JTC could lure managers by making rents at Nepal Hill ‘very attractive, at least at the beginning’, said Stephane Pizzo, who set up his hedge-fund investing firm, Lotus Peak Capital, last year. He said that he has yet to view the proposed enclave because the space offered was ‘too large’ for his business. He currently works from a refurbished shophouse in Chinatown where more than half a dozen Italian restaurants are within walking distance of his office.

‘The hub idea on paper is great, but it needs to be encouraged,’ Mr Pizzo said. ‘The more people and incentives to move there, the better.’

Nepal Hill is part of a development called ‘one-north’, referring to Singapore’s location one degree north of the equator, that is already home to industry clusters including Singapore’s biomedical research hub, Biopolis. The 180-hectare area will be developed in stages within the next 20 years, JTC said in the invitation to managers.

The bungalows, which formerly housed British army personnel and their families, are remnants of Singapore’s history under British colonial rule. The proposed enclave is across the road from the Rochester Park dining hub, where restaurants such as Min Jiang, which serves Szechuan cuisine, and bars including Da Paolo Bistro Bar are also housed in colonial bungalows.

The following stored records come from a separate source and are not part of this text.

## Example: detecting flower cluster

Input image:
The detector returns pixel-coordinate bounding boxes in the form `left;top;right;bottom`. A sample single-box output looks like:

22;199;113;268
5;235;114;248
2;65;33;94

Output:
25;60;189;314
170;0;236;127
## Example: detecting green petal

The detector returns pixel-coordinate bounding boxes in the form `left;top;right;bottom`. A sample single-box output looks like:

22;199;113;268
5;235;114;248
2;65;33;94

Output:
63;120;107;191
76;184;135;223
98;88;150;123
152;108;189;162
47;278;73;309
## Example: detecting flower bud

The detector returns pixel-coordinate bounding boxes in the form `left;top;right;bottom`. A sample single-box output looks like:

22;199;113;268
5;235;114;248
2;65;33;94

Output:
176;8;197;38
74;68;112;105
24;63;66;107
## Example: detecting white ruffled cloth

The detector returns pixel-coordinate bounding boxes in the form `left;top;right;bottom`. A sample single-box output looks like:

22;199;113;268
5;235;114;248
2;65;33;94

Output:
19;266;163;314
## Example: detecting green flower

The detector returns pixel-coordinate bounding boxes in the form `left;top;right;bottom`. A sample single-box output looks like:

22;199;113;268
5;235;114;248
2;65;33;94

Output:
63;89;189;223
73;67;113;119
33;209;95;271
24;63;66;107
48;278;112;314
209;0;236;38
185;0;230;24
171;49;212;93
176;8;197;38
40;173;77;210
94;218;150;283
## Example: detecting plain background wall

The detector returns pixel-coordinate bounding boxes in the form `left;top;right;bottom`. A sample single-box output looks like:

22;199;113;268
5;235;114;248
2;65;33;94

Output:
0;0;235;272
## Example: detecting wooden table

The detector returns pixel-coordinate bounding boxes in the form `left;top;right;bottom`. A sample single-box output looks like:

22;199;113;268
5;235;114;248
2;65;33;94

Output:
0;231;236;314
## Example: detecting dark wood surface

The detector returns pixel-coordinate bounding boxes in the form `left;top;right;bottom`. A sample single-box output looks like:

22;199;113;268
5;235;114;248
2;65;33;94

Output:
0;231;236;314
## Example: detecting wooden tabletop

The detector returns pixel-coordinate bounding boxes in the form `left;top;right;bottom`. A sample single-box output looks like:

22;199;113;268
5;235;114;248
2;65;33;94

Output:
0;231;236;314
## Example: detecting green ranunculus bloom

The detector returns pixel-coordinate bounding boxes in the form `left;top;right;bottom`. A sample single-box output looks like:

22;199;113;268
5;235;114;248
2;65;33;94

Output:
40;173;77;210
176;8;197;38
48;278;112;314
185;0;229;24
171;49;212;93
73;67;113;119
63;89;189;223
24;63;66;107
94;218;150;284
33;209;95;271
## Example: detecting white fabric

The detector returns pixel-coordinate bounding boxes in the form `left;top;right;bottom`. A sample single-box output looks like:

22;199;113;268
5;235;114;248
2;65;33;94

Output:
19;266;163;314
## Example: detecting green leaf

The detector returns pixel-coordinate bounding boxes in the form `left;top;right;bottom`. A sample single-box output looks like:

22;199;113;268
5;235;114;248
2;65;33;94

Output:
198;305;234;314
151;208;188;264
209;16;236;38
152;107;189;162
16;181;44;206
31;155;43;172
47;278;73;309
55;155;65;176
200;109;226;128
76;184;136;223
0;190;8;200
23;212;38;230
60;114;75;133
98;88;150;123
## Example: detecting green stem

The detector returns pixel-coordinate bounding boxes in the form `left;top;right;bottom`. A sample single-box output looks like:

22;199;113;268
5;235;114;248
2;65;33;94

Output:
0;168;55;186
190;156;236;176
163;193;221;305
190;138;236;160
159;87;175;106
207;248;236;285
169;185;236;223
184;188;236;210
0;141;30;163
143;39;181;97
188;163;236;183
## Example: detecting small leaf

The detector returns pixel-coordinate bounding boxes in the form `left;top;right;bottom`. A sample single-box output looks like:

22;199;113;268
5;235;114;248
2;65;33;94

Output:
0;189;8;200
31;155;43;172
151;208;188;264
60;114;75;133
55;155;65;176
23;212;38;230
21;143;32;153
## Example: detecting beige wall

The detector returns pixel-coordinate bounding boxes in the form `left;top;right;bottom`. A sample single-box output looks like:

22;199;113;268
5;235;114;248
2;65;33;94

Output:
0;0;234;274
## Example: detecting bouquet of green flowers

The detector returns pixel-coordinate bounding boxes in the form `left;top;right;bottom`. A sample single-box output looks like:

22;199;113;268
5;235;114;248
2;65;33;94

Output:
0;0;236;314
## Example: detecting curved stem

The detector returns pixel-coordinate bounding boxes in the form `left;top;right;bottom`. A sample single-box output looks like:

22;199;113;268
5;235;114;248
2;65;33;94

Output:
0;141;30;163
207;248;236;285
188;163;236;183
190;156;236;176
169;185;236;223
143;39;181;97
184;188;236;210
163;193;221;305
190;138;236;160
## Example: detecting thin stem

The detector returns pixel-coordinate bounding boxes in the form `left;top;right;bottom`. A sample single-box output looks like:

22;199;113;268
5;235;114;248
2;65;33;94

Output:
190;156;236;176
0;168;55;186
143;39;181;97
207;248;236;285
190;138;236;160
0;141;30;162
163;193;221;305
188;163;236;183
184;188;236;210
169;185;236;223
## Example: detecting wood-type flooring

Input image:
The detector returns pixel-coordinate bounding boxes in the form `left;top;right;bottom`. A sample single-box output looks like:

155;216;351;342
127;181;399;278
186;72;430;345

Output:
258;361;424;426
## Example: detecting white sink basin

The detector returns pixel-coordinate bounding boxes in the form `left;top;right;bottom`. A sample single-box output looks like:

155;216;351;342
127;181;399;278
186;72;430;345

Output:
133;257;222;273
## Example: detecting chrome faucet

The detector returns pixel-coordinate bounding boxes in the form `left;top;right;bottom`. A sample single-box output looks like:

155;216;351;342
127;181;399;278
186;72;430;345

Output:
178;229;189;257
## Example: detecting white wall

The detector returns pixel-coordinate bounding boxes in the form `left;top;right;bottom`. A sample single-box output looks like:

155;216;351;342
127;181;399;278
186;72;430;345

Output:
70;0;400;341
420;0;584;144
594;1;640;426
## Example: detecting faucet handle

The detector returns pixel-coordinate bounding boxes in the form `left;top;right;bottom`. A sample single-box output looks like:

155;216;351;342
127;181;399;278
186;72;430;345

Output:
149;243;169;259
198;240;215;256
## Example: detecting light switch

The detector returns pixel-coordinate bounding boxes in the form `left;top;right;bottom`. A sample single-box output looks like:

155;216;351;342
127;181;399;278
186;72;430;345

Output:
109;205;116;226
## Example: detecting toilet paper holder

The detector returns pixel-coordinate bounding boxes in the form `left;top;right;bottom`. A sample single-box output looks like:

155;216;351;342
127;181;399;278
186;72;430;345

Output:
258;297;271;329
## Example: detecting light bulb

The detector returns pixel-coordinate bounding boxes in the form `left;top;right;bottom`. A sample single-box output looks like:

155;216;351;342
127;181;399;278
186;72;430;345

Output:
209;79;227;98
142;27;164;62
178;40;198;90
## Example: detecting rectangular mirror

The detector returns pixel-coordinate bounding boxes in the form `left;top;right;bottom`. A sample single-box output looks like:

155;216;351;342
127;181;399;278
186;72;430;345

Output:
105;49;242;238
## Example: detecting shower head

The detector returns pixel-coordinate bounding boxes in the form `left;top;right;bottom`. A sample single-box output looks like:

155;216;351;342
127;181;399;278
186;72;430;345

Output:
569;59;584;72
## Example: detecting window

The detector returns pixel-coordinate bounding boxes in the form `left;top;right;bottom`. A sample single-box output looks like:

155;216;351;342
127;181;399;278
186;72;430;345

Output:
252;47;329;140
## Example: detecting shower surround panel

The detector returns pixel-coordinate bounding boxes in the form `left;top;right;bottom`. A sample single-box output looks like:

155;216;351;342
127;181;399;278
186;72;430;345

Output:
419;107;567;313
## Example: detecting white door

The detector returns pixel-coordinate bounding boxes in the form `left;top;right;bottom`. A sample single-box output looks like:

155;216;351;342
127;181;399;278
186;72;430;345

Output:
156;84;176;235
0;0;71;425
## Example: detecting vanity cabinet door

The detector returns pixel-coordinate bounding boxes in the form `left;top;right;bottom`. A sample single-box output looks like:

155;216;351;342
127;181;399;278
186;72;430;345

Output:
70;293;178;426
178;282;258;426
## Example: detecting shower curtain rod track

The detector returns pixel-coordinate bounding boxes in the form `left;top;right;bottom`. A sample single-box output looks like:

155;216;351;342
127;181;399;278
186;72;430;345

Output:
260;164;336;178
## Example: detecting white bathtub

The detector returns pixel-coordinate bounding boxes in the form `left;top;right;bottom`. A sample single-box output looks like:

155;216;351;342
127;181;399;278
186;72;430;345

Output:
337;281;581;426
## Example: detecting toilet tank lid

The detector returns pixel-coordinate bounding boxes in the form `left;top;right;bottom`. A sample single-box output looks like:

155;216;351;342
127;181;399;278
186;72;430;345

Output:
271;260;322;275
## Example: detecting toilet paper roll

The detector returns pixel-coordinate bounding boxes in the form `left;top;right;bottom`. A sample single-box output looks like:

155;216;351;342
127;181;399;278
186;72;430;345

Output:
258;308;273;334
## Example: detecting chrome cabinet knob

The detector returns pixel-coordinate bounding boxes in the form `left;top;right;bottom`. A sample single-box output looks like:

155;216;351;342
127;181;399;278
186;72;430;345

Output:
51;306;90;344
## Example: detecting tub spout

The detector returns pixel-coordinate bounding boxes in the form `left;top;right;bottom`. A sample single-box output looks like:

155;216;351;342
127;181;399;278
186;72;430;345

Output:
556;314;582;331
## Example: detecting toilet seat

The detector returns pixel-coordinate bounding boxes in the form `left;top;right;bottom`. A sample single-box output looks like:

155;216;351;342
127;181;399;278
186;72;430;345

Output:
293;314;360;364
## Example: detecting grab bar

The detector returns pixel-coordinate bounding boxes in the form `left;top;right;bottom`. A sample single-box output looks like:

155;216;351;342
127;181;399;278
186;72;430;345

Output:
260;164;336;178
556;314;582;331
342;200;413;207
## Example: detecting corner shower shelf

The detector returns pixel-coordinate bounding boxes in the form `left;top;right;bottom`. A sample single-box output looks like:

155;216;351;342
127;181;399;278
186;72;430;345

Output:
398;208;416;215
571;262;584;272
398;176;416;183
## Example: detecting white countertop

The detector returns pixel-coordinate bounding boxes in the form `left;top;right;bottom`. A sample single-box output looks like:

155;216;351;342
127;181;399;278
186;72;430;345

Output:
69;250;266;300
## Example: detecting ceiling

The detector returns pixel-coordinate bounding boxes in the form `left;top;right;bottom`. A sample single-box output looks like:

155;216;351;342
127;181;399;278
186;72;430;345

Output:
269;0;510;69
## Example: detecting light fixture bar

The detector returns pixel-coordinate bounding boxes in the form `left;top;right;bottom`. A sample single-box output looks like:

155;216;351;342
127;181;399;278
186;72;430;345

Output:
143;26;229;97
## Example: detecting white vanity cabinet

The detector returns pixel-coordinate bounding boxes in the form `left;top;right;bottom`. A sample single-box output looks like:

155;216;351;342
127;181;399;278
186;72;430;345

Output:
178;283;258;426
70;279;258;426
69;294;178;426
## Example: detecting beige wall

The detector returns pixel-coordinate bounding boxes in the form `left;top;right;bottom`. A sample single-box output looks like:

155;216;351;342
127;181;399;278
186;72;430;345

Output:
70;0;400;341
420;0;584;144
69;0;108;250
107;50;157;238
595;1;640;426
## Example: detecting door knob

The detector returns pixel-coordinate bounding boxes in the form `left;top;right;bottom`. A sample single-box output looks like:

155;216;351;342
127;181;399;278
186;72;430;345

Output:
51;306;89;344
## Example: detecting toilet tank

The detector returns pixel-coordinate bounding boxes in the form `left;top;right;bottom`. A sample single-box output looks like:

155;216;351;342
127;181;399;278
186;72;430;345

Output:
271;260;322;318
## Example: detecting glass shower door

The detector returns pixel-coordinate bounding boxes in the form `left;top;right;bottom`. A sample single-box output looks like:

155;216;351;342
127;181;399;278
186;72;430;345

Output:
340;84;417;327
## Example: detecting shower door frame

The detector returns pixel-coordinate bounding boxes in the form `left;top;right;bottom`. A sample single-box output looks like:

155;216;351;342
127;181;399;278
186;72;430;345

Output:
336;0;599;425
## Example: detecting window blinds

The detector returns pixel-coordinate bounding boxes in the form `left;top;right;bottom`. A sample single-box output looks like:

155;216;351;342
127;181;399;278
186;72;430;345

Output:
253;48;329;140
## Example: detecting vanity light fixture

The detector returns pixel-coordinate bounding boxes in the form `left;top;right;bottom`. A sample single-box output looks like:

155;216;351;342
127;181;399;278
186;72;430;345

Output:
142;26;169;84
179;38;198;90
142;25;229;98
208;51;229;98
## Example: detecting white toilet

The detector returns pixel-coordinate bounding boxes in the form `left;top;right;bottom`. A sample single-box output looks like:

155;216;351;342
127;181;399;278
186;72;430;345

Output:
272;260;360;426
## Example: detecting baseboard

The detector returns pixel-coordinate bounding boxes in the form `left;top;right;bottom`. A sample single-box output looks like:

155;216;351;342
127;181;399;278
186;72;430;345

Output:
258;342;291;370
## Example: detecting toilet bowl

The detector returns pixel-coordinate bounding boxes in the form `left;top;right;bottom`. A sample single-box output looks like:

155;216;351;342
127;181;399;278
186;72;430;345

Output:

The island-state’s hedge fund industry has grown to 138 single-strategy hedge-fund managers employing more than 800 professionals from near zero in 1997, according to a survey by the local chapter of the Alternative Investment Management Association.

The industry oversees at least US$34.9 billion, excluding assets managed by several of the large global firms, it said, making it Asia’s second biggest behind Hong Kong.